Our computational model has limitations similar to those reported in our previous work (Kou et al 2015b). First, we considered bolus transport in the supine position to rule out the influence of the gravitation. Second, we modeled a wave speed of muscle activation that is faster than what is observed in clinical studies. We did this to reduce computational expense. Third, for simplicity, we assumed that muscle tension is from the contraction of muscle fibers with the same stiffness as that in the passive state. This may under-predict the magnitude of muscle tension and luminal pressure. However, we present our results and conclusions in such a way that they do not depend on the absolute magnitude of pressure.

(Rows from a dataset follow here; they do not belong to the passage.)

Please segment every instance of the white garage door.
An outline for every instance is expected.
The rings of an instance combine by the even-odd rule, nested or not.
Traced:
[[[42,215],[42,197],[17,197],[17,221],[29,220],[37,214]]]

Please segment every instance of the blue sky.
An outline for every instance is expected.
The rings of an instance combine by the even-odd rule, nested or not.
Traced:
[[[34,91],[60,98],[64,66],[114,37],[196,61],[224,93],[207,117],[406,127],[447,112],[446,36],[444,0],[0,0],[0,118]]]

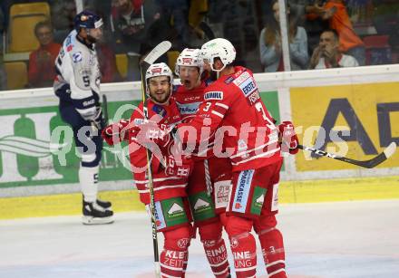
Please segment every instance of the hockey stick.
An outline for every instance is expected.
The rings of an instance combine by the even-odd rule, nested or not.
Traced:
[[[326,152],[326,151],[324,151],[321,149],[313,149],[313,148],[303,146],[303,145],[298,145],[297,148],[300,149],[310,151],[319,157],[327,157],[327,158],[334,158],[336,160],[357,165],[357,166],[360,166],[363,168],[375,168],[375,166],[383,163],[384,161],[385,161],[386,159],[388,159],[390,157],[392,157],[394,154],[394,152],[396,151],[396,143],[392,142],[391,144],[389,144],[389,146],[387,148],[385,148],[385,149],[384,149],[384,151],[382,153],[378,154],[376,157],[375,157],[371,159],[368,159],[368,160],[352,159],[349,158],[341,157],[339,155],[332,154],[332,153],[329,153],[329,152]]]
[[[145,73],[148,68],[161,55],[166,53],[170,49],[171,43],[168,41],[163,41],[152,51],[147,54],[144,60],[140,63],[140,73],[141,76],[141,99],[143,103],[144,120],[148,120],[148,109],[147,109],[147,84],[145,81]],[[152,182],[152,171],[151,168],[151,152],[146,149],[147,152],[147,173],[148,173],[148,184],[150,190],[150,211],[151,215],[151,226],[152,226],[152,245],[154,248],[154,266],[156,277],[161,277],[161,264],[160,254],[158,251],[158,235],[157,235],[157,225],[155,222],[155,200],[154,200],[154,185]]]

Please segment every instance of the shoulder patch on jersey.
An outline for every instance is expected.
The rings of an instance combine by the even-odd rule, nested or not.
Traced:
[[[166,115],[166,110],[163,107],[161,107],[161,105],[155,104],[152,107],[152,110],[157,113],[158,115],[161,115],[162,117],[165,117]]]
[[[205,101],[210,101],[210,100],[223,100],[223,91],[207,91],[204,94],[204,100]]]
[[[81,52],[74,53],[73,54],[72,54],[72,60],[73,61],[73,62],[79,62],[83,59],[83,56],[82,55]]]

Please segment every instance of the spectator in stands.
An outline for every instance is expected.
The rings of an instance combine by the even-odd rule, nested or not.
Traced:
[[[51,5],[52,24],[54,28],[54,41],[62,43],[73,30],[73,18],[76,15],[74,0],[54,0]]]
[[[327,20],[330,29],[339,34],[339,49],[356,59],[359,65],[365,63],[365,49],[355,34],[343,0],[328,0],[323,6],[321,18]]]
[[[310,69],[357,67],[356,59],[343,54],[339,50],[339,35],[336,30],[326,30],[310,59]]]
[[[259,51],[260,62],[265,66],[265,72],[283,72],[281,34],[279,26],[278,1],[273,1],[273,14],[260,32]],[[289,7],[287,7],[289,14]],[[304,70],[307,67],[307,35],[303,27],[297,26],[296,22],[288,16],[288,42],[291,70]]]
[[[53,39],[53,27],[49,22],[39,22],[34,34],[40,46],[29,55],[28,80],[32,87],[51,87],[55,76],[55,58],[61,45]]]

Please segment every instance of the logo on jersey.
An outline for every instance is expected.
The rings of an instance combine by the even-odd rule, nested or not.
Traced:
[[[234,195],[232,211],[239,213],[246,212],[253,176],[254,170],[245,170],[239,173],[237,181],[237,189]]]
[[[204,100],[205,101],[223,100],[223,91],[208,91],[204,95]]]
[[[257,102],[258,100],[260,100],[259,91],[258,91],[258,90],[256,90],[253,93],[251,93],[248,97],[248,100],[249,101],[250,105],[254,105],[255,102]]]
[[[179,103],[179,110],[181,115],[192,115],[197,113],[197,110],[201,102],[180,104]]]
[[[82,56],[82,53],[75,53],[72,55],[72,60],[73,61],[73,62],[79,62],[83,59],[83,57]]]
[[[150,207],[149,207],[149,209],[150,209]],[[161,206],[161,202],[155,203],[154,216],[155,216],[155,225],[157,225],[158,230],[161,230],[161,229],[166,227],[166,221],[163,216],[162,207]]]
[[[254,194],[251,202],[251,214],[260,216],[262,211],[263,203],[265,202],[265,196],[268,189],[262,188],[260,187],[255,187]]]

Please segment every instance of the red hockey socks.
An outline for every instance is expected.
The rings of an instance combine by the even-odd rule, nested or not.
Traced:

Fourth, we modeled the mucosal- submucosal layer collectively as a combined structure for simplicity, although histologically these layers are distinct. Very likely, they have different mechanical properties requiring separate material models. In conclusion, based on a fully coupled computational model for esophageal transport, we found that mucosa plays an important role in bolus transport. A stiffened mucosa adversely impacts bolus transport. We speculate that mucosal stiffening may be relevant in diseases characterized by reduced esophageal distensibility, elevated intra-bolus pressure, and/or hypertensive muscle contraction such as EoE and jackhammer esophagus.